Hide code cell source
##preserves Jupyter preview style (the '...') after applying .style. This is for presentation only. 
def display_df(dataframe, column_names, highlighted_col, precision=2):
    pd.set_option("display.precision", 2)
    columns_dict = {}
    for i in column_names:
        columns_dict[i] ='...'
    df2 = pd.concat([dataframe.iloc[:5,:],
                       pd.DataFrame(index=['...'], data=columns_dict),
                       dataframe.iloc[-5:,:]]).style.format(precision = precision).set_properties(subset=[highlighted_col], **{'background-color': 'yellow'})

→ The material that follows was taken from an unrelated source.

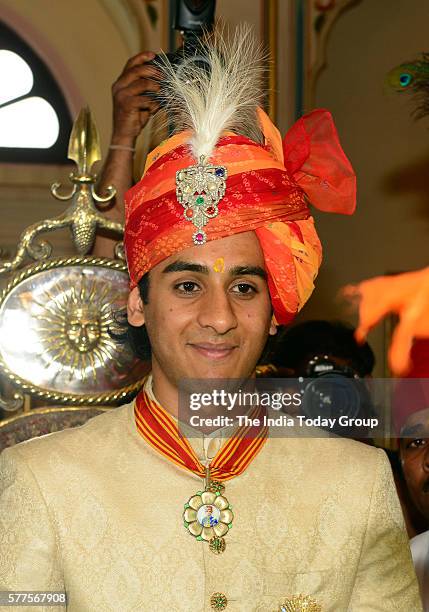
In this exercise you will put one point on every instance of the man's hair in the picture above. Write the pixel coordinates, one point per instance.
(135, 337)
(298, 344)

    pd.options.display.show_dimensions = True
    display(df2)

#display dataframe with highlighted column 
display_df(df, column_names, 'type', 1)
  sepal-length sepal-width petal-length petal-width type
0 5.1 3.5 1.4 0.2 Iris-setosa
1 4.9 3.0 1.4 0.2 Iris-setosa
2 4.7 3.2 1.3 0.2 Iris-setosa
3 4.6 3.1 1.5 0.2 Iris-setosa
4 5.0 3.6 1.4 0.2 Iris-setosa
... ... ... ... ... ...
145 6.7 3.0 5.2 2.3 Iris-virginica
146 6.3 2.5 5.0 1.9 Iris-virginica
147 6.5 3.0 5.2 2.0 Iris-virginica
148 6.2 3.4 5.4 2.3 Iris-virginica
149 5.9 3.0 5.1 1.8 Iris-virginica

The highlighted column, type provides a category to predict/classify (dependent variables), and the non-highlighted columns are something by which to make that prediction/classification (independent variables).